Sympathy for the Demons (Promised to the Demons #1) - Lidiya Foxglove Page 0,3
“My lord,” he said. “Didn’t your father say that you would know when it was time? And don’t you think—“
“I’m sure I know my own thoughts much better than you do,” I hissed, putting a hand around his neck. “Tread carefully, Uram.”
“I apologize, my lord.”
“Listen to me carefully. I don’t want a wife. I don’t want to see a ridiculous parade of whores cross my threshold ever again. And I will outlive you by hundreds of years. An heir is not necessary anytime soon. My life is extremely satisfying. Please put my new suit away carefully for tomorrow, as I think I will go fuck all the nymphs in the forest tomorrow.”

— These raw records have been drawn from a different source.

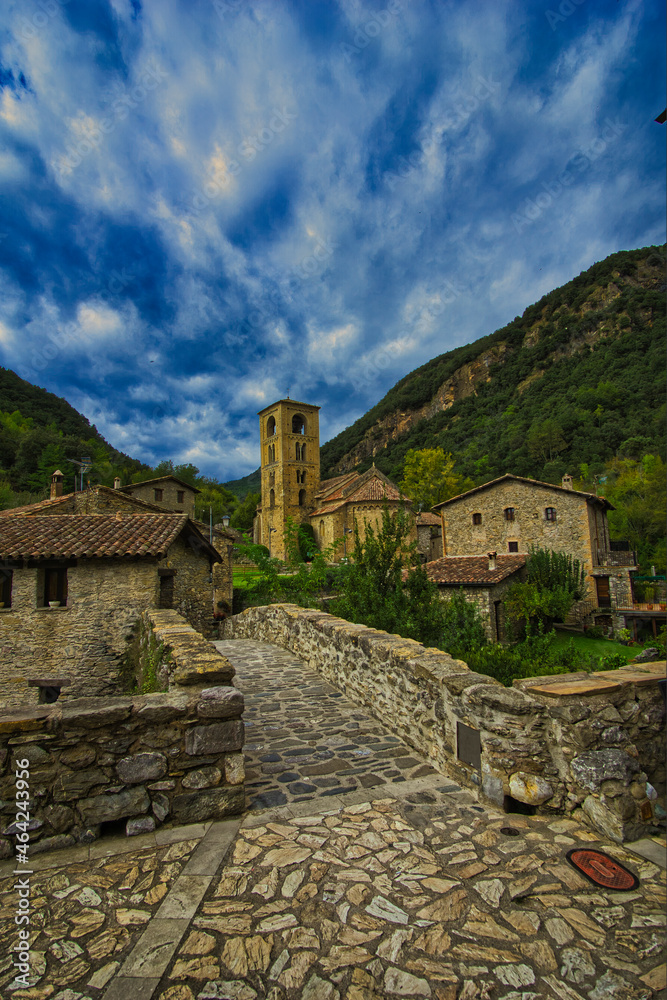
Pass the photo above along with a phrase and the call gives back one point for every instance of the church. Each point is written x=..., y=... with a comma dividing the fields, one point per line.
x=291, y=485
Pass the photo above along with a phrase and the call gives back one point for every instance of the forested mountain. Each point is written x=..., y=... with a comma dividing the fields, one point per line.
x=39, y=432
x=577, y=380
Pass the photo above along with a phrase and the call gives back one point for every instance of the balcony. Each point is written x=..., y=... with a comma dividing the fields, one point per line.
x=616, y=557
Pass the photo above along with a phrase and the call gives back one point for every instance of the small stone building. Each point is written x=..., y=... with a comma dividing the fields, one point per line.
x=103, y=500
x=167, y=492
x=484, y=581
x=75, y=586
x=511, y=514
x=429, y=536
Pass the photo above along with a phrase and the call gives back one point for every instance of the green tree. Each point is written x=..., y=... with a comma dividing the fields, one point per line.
x=244, y=515
x=429, y=477
x=545, y=440
x=555, y=581
x=381, y=591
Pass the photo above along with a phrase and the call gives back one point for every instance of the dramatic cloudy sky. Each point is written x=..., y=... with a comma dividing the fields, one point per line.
x=209, y=203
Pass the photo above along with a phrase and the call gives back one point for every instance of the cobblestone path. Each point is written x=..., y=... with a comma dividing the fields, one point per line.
x=307, y=740
x=403, y=887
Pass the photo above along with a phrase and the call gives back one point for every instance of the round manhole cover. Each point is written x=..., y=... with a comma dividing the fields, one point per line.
x=602, y=870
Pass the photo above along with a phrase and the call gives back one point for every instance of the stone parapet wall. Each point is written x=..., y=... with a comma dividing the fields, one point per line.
x=142, y=760
x=590, y=752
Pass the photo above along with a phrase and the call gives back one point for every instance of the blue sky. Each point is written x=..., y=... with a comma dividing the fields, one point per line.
x=206, y=204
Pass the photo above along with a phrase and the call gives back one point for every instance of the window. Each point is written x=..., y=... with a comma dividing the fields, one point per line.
x=166, y=598
x=6, y=587
x=55, y=586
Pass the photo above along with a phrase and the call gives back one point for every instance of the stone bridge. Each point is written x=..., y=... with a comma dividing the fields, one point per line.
x=591, y=746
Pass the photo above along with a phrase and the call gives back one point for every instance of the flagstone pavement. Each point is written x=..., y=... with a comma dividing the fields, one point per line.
x=357, y=873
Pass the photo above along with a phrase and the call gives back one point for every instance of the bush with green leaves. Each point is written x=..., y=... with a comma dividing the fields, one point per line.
x=554, y=582
x=385, y=588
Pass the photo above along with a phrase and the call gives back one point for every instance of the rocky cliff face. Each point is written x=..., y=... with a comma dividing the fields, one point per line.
x=462, y=383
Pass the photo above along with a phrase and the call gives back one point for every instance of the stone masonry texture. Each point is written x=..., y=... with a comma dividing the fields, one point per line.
x=531, y=736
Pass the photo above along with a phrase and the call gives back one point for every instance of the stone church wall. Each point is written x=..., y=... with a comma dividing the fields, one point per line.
x=586, y=747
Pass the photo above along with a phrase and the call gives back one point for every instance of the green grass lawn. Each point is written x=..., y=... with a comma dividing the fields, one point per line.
x=596, y=647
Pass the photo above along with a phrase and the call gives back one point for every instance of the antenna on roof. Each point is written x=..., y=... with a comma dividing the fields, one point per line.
x=85, y=465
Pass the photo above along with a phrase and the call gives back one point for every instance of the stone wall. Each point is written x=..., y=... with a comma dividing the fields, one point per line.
x=574, y=532
x=587, y=749
x=85, y=643
x=143, y=760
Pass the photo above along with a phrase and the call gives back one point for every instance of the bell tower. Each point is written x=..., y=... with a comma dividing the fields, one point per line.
x=289, y=434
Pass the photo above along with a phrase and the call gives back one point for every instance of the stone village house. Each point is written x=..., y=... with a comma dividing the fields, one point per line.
x=510, y=514
x=77, y=572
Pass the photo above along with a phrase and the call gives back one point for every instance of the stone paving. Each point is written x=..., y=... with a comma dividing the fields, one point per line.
x=304, y=738
x=404, y=888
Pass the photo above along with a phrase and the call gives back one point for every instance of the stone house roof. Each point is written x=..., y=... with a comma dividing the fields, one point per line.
x=159, y=479
x=96, y=536
x=67, y=503
x=473, y=571
x=428, y=519
x=508, y=477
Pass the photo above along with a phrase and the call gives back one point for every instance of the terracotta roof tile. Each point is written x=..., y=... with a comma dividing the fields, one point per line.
x=473, y=571
x=80, y=536
x=590, y=497
x=427, y=518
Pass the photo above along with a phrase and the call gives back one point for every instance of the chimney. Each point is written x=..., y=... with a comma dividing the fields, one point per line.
x=56, y=484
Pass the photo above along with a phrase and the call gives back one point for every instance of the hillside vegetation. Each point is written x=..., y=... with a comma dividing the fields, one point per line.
x=577, y=380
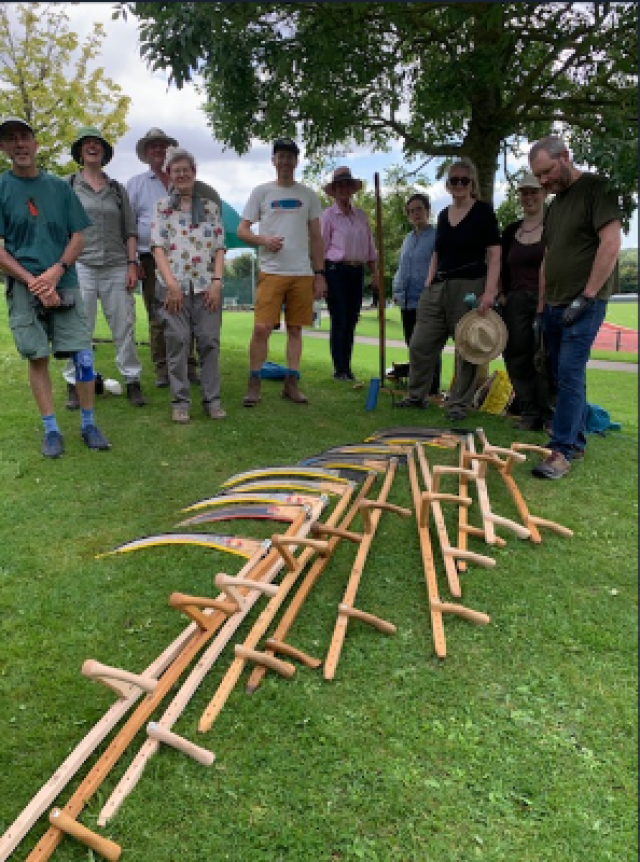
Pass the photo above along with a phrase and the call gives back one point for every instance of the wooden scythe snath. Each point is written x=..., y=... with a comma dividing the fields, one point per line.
x=370, y=511
x=382, y=297
x=516, y=455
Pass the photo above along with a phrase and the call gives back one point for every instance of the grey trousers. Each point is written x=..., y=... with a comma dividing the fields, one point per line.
x=107, y=284
x=194, y=321
x=440, y=308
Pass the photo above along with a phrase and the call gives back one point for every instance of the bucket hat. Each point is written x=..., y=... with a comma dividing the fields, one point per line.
x=90, y=132
x=342, y=174
x=153, y=135
x=480, y=338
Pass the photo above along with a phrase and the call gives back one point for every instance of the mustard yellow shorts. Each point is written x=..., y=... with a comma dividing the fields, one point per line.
x=294, y=292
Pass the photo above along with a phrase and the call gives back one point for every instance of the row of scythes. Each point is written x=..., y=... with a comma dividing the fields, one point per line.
x=297, y=495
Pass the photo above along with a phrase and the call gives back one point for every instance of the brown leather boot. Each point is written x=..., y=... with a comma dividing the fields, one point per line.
x=253, y=392
x=292, y=392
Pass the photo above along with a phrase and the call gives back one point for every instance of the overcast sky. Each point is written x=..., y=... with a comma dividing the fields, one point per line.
x=178, y=113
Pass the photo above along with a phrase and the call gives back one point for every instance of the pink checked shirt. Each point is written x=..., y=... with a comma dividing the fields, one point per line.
x=347, y=237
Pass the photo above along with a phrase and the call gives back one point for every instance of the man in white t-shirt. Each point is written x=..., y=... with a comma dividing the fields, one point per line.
x=291, y=265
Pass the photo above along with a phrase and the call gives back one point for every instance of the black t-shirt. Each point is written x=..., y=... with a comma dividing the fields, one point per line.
x=462, y=249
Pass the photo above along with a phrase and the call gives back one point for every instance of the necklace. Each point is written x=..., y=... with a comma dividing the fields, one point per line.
x=531, y=229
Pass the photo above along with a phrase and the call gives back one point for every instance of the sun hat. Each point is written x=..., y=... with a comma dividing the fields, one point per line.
x=287, y=145
x=529, y=181
x=153, y=135
x=480, y=338
x=341, y=174
x=13, y=121
x=90, y=132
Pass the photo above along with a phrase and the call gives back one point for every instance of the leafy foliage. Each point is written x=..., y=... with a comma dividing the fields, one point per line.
x=447, y=79
x=45, y=77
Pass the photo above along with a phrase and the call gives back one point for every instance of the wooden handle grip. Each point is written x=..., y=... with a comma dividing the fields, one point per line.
x=68, y=825
x=292, y=652
x=222, y=581
x=530, y=447
x=318, y=529
x=95, y=670
x=376, y=622
x=469, y=556
x=460, y=611
x=195, y=752
x=284, y=668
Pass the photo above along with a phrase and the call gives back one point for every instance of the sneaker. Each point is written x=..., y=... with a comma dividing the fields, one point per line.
x=134, y=394
x=52, y=444
x=554, y=466
x=215, y=411
x=180, y=415
x=94, y=439
x=72, y=402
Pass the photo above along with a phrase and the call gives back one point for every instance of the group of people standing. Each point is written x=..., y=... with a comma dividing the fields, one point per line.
x=165, y=230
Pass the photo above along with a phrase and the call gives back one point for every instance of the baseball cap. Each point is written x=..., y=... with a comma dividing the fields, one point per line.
x=286, y=144
x=13, y=121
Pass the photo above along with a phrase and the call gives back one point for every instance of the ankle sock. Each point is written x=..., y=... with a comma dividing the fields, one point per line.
x=87, y=418
x=49, y=423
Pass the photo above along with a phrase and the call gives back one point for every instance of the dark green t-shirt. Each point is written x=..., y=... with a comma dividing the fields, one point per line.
x=37, y=217
x=571, y=237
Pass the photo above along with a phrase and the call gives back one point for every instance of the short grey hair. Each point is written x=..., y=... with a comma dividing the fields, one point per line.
x=174, y=154
x=552, y=145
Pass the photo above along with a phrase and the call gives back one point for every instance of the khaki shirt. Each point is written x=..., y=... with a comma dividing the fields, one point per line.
x=104, y=244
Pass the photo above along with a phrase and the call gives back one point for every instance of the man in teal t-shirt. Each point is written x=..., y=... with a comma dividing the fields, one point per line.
x=581, y=239
x=41, y=223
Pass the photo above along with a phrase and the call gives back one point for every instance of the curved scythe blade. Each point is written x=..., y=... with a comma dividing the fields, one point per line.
x=239, y=545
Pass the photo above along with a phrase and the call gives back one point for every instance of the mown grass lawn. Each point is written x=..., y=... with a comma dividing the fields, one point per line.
x=521, y=745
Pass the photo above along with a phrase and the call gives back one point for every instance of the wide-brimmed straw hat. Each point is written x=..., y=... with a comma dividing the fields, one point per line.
x=90, y=132
x=342, y=175
x=480, y=338
x=153, y=135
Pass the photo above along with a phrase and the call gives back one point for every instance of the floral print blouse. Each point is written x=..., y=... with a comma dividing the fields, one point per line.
x=190, y=247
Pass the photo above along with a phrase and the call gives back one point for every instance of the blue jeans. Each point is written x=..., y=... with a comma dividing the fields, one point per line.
x=568, y=348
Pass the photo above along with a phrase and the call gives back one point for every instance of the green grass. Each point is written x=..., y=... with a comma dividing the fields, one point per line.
x=521, y=745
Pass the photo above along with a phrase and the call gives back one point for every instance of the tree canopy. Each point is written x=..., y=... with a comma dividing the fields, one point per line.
x=45, y=78
x=446, y=79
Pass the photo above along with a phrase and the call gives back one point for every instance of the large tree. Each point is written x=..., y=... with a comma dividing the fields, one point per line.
x=45, y=78
x=446, y=79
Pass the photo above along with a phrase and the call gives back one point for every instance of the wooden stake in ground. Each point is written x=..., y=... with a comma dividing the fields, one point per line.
x=276, y=642
x=160, y=731
x=370, y=511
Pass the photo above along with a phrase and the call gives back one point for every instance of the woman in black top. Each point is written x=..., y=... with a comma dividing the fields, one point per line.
x=466, y=260
x=522, y=254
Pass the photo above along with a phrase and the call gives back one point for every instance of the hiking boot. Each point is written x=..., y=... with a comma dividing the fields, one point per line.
x=52, y=444
x=72, y=402
x=134, y=394
x=253, y=392
x=554, y=466
x=215, y=411
x=180, y=415
x=291, y=391
x=94, y=439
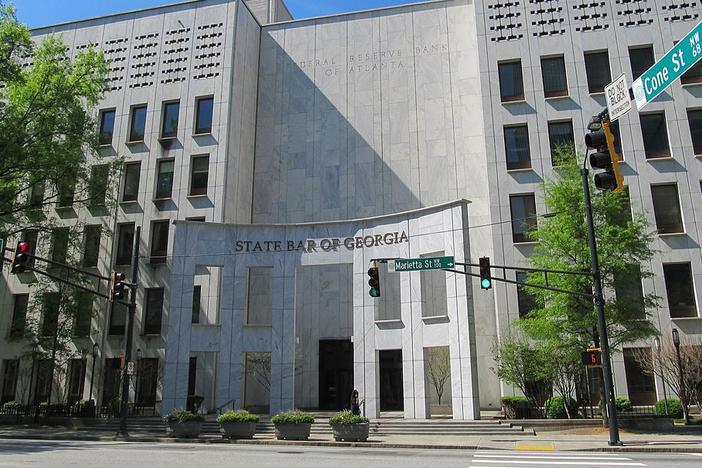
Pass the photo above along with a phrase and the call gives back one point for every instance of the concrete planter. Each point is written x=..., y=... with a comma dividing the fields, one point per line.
x=184, y=430
x=238, y=430
x=293, y=431
x=351, y=432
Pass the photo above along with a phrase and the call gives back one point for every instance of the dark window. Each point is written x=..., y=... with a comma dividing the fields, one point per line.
x=19, y=315
x=525, y=301
x=655, y=135
x=98, y=184
x=666, y=207
x=125, y=242
x=641, y=59
x=511, y=83
x=91, y=250
x=597, y=69
x=159, y=241
x=49, y=323
x=137, y=124
x=680, y=290
x=561, y=140
x=197, y=296
x=199, y=174
x=517, y=147
x=154, y=311
x=169, y=127
x=523, y=209
x=694, y=118
x=107, y=126
x=554, y=76
x=164, y=183
x=203, y=116
x=132, y=172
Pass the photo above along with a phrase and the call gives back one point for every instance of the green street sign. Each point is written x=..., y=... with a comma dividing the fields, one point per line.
x=683, y=56
x=416, y=264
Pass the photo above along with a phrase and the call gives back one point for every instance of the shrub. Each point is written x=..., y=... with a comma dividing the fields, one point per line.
x=293, y=417
x=237, y=416
x=674, y=408
x=181, y=415
x=554, y=408
x=622, y=404
x=347, y=417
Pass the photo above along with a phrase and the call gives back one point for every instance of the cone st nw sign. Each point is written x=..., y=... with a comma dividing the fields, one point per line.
x=415, y=264
x=669, y=68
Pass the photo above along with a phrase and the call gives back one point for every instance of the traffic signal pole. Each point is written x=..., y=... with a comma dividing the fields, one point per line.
x=599, y=303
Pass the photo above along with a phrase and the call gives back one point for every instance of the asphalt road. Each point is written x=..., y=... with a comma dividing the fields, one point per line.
x=26, y=453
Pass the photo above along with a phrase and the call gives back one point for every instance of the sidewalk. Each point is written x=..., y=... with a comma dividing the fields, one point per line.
x=544, y=441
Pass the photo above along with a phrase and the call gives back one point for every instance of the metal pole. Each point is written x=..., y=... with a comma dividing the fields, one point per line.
x=602, y=323
x=130, y=335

I wasn’t sure why I even said that. I had no interest in actually doing it. I suppose I was trying to prove my virility and lust for life to my own pathetic servant.
Shameful.
If I were really the demon I aspired to be, I supposed I would take great pleasure in a nymph orgy tonight, and then I would screw the maids while I was at it. Instead, I feared I wasn’t fooling anyone.
Still, it would give me an excuse for a long ride through the swamp. Perhaps I would make camp somewhere completely alone for one night. Maybe that would clear my head. The roasted boar could wait until I got back. At least a good solitary hunting trip would keep every day from feeling entirely the same.
Chapter Two
Jenny
For twenty years, my life had been the same. I woke up in Jenny’s room, dressed in Jenny’s clothes, and became Jenny.
Well, not that they were actually Jenny’s clothes, because I had grown out of those a long time ago, but I conjured new ones that looked just the same. I had annoyingly large breasts these days that didn’t look quite right in the girlish dresses, but I knew I couldn’t dress any other way. I brushed my hair and swept it back with a ribbon so it wouldn’t get in the way of my cooking and cleaning. Then I looked out my window that faced the bay. It was the only time I got to see the wider world until evening.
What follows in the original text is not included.